A more comprehensive picture of survival estimates according to time since diagnosis and calendar period for children diagnosed with acute lymphoblastic leukemia, acute non-lymphoblastic leukemia, and non-Hodgkin lymphoma is shown in Figure 2 . For acute lymphoblastic leukemia, the greatest improvement in survival occurred between the 1990–1994 period and the 1995–1999 period, whereas for acute non-lymphoblastic leukemia most of the dramatic improvement in the survival curves occurred between the 1995–1999 period and the 2000–2004 period. The 2000–2004 survival curves for acute non-lymphoblastic leukemia and non-Hodgkin lymphoma became essentially flat after approximately 5 years after diagnosis.

Figure 2

Ten-year survival curves for children with common hematologic malignancies. Period estimates for calendar periods 1990–1994 (lower solid curve) , 1995–1999 (long-dashed curve) , and 2000–2004 (upper solid curve) and projected survival for calendar period 2005–2009 (short-dashed curve) . The 95% confidence intervals are given in Tables 2 and 3 . ALL = acute lymphoblastic leukemia; ANLL = acute non-lymphoblastic leukemia; NHL = non-Hodgkin lymphoma.

Figure 2

Ten-year survival curves for children with common hematologic malignancies.
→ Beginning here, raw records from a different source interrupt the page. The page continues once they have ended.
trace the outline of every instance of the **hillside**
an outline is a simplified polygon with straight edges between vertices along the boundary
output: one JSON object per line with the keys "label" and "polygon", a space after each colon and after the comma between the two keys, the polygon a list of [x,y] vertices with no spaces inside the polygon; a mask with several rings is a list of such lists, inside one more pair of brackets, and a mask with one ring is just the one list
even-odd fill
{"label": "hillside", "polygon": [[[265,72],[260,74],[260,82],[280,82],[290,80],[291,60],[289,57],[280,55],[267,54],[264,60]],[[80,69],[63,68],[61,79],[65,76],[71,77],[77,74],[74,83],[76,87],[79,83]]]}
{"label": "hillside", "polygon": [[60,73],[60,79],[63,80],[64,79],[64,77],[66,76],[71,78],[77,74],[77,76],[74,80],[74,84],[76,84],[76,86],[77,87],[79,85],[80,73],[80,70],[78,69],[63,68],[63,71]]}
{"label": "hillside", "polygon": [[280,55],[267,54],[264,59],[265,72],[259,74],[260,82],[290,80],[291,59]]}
Period estimates for calendar periods 1990–1994 (lower solid curve) , 1995–1999 (long-dashed curve) , and 2000–2004 (upper solid curve) and projected survival for calendar period 2005–2009 (short-dashed curve) . The 95% confidence intervals are given in Tables 2 and 3 . ALL = acute lymphoblastic leukemia; ANLL = acute non-lymphoblastic leukemia; NHL = non-Hodgkin lymphoma.

Model-based projections of trends in survival observed from the 1990–1994 period to the 2000–2004 period yielded 5-year survival estimates of 90.6%, 64.8%, 94.2%, and 90.8% for children with acute lymphoblastic leukemia, acute non-lymphoblastic leukemia, Hodgkin lymphoma, and non-Hodgkin lymphoma, respectively, for 2005–2009 and, with the exception of acute lymphoblastic leukemia, almost identical estimates for 10-year survival (88.0%, 63.9%, 94.3%, and 90.6%, respectively) ( Tables 2 and 3 ).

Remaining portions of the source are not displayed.